The Clinical Research Resources Website houses a number of training resources for Clinical Research Coordinators within the Cancer Consortium.
For access to the CRRW, email Clinical Research Support at CRScustomerservice@fredhutch.org.
Other Training Opportunities
Clinical Research Coordinators (CRC) Training
The Clinical Research Coordinators Orientation and Training Program is offered twice a year: once in the spring, once in the fall. Anyone within the Consortium working in clinical research -- including Clinical Research Coordinators, Data Managers, Regulatory Coordinators and Research Nurses – is invited to attend. This series is particularly useful for those in a new role in clinical research.

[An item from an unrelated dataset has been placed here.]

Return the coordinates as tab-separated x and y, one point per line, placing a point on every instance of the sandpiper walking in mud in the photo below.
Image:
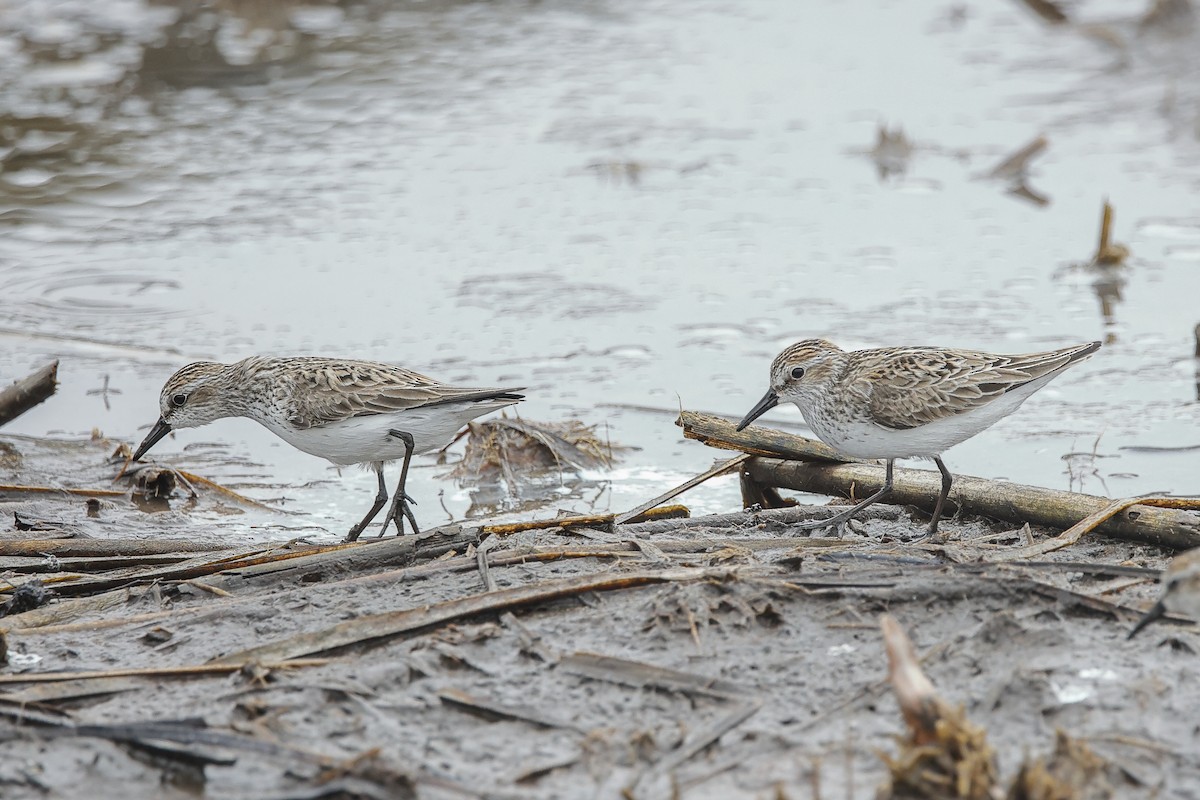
348	411
905	402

Consortium Study Coordinators (CSC) Meetings
These clinical and research-oriented agendas, organized for research coordinators from the Fred Hutchinson Cancer Research Center, SCCA, and UW, are based on topics of timely import. Items of ongoing interest are brought back on a regular basis.
Meetings typically occur the first Tuesday of every month from 2:00 - 3:30 p.m. in the Pelton Auditorium. (See our News and Events calendar for upcoming dates.)
Good Clinical Practice
"Good Clinical Practice (GCP) are guidelines established to ensure that clinical research is consistently performed to high ethical and scientific standards.”
The Web-based GCP training courses support the Cancer Consortium’s commitment to quality, consistency and compliance in clinical research studies. Completion of the training courses helps to ensure that clinical research studies are conducted in accordance with applicable regulations. The Cancer Consortium requires GCP training for all sponsor/investigators, principal investigators, and research staff that are involved in the design, conduct, or reporting of therapeutic clinical studies and prevention studies that involve drugs, biologics, or devices.
Collaborative Institutional Training Initiative (CITI) offers online GCP training
Other organizations offer classroom GCP training such as the Association of Clinical Research Professional’s GCP classroom training course and the Barnett Education Services GCP classroom training course. The IRB will accept other GCP training if the course covered the same topics and written documentation can be provided.
Mandatory Human Subjects Training
The Fred Hutch Institutional Review Office (IRO) website will review training requirements for research involving human subjects.
HIPAA for Investigators and Research Staff
HIPAA Training will provide instructions for compliance with federal regulations of research participant health information.
The investigator guidelines page on the Fred Hutch IRO extranet provides background and information specifically directed at investigators. It is a valuable resource of basic information on the IRBs function, oversight and regulations for human subjects research.